Customer stories

Major bank

Major bank minimizes review time. Financial corporation gathers close to 98 percent of responsive documents, reduces review costs by 94 percent with OpenText Insight Predict


  • Faced alleged loss of millions due to borrower accounting fraud
  • Initiated effort that required review of 2.1 million documents
  • Lacked time, money to review all files


  • Employed innovative technology to find up to 98% of relevant documents

  • Reduced review costs by 94%

  • Decreased total review effort to only 6.5% of total reviewable population of 2.1 million documents


A large banking institution became embroiled in nasty litigation with a now-defunct borrower. Responding to a production request, the bank conducted an extensive investigation to find responsive documents.

Man working on laptop with paperwork

Flexible input within OpenText Insight Predict allowed the review team to take a multimodal approach to finding responsive documents.

Even after using a variety of techniques to cull those that it found, it was still left with over 2.1 million that needed consideration.

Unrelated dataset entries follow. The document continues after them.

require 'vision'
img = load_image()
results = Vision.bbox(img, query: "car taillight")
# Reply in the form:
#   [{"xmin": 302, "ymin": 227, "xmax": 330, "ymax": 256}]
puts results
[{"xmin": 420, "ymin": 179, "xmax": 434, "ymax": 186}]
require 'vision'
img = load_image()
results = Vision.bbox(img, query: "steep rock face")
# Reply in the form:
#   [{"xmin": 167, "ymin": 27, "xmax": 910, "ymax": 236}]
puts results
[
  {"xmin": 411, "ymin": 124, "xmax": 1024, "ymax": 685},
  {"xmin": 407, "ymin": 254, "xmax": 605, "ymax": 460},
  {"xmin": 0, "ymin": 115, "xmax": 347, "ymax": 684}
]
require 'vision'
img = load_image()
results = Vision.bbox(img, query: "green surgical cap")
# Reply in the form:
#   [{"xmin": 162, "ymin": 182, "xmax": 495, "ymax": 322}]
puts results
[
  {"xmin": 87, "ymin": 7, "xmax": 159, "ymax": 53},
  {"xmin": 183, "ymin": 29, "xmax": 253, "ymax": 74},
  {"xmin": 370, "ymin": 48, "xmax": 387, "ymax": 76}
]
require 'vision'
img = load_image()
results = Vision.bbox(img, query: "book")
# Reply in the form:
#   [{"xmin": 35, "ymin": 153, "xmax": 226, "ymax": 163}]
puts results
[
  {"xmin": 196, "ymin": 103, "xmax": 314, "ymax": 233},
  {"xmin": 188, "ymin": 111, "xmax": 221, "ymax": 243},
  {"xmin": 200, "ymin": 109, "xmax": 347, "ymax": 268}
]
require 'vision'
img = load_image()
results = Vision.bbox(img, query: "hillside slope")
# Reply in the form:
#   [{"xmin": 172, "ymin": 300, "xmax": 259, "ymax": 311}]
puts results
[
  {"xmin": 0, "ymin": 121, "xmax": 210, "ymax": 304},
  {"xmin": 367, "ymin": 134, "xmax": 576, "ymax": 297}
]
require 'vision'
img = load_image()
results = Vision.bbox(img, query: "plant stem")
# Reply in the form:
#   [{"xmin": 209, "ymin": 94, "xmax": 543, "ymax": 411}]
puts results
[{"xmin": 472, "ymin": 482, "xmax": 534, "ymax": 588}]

Further keyword searching might have resulted in more reductions but the team wasn’t comfortable with what that process might miss.

Realizing they had neither the time nor money to review all 2.1 million documents, the client and counsel turned to OpenText™ Insight Predict, a technology-assisted review (TAR) engine based on continuous active learning (CAL).

Because Insight Predict has no limit on the amount of training seeds it can handle, review managers used 50,000 documents tagged for an earlier matter to jumpstart the review. Almost immediately, relevant documents from the larger collection were pushed to the front of the line.

Insight Predict’s algorithm provided batches made up primarily of the documents it most highly ranked. This ensured the review team was productive immediately, as it was focused on the documents that were most likely relevant. It turn, the trial team quickly got its hands on the most important documents needed to sharpen their analysis of the case.

The review batches included a mix of documents chosen based on their “contextual diversity.” This unique feature is designed to solve the problem of “you don’t know what you don’t know.” Specifically, the contextual diversity algorithm chooses documents for review that are different than those already reviewed. The algorithm clusters unseen documents by their common themes. It then pulls the most relevant examples from each cluster and presents them to reviewers as part of the batch. If the reviewer tags an example as relevant, the ranking engine is cued to promote similar documents. If the example is not relevant, the ranking engine learns that this cluster is of lesser interest.

The continuous active learning protocol within Insight Predict feeds reviewer judgments back to the system to improve the training and thereby the responsiveness rate for subsequent review assignments. As the reviewers release their batches, Insight Predict adds their judgments to further its training. The net result is that the algorithm gets smarter and smarter about finding and promoting relevant documents for review.

Furthermore, Insight Predict’s ability to use flexible inputs allowed the review team to take a multimodal approach to finding responsive documents. As the review progressed, Insight Predict identified promising search terms as well as custodians who held the most likely relevant documents. This enabled the trial team to independently run searches with these key terms and then tag the relevant documents found through searches.

The continuous active learning (CAL) protocol culled the 2.1 million document population in a defensible manner.

As with the regular review, these tagged documents could then be fed into Insight Predict’s ranking engine to further improve the training. This ensured that Insight Predict used every attorney judgment on a document, no matter where that judgment was made.

As the review progressed, relevant documents found by the team were tracked. Toward the beginning, the team tagged 10 percent as relevant. Over time, that figure rose to 25 percent and sometimes as high as 35 percent.

Upon completion, managers ran a systematic sample against the entire document population. Senior attorneys manually reviewed these documents for added credibility. The sample of close to 6,000 documents suggested the team found and reviewed 98 percent of the documents relevant to the production. This conclusion was based on a sample confidence level of 95 percent and a two percent margin of error. Even taking the lower end of the margin-of-error range, estimations found at least 92 percent of the relevant documents, still well beyond levels previously approved by the courts.

All of this was accomplished through a CAL workflow that put attorney reviewers’ eyes on every document produced, yet still required a total review effort of only 6.4 percent of the total reviewable population of 2.1 million documents. Attorneys were saved from having to review 1.97 million documents.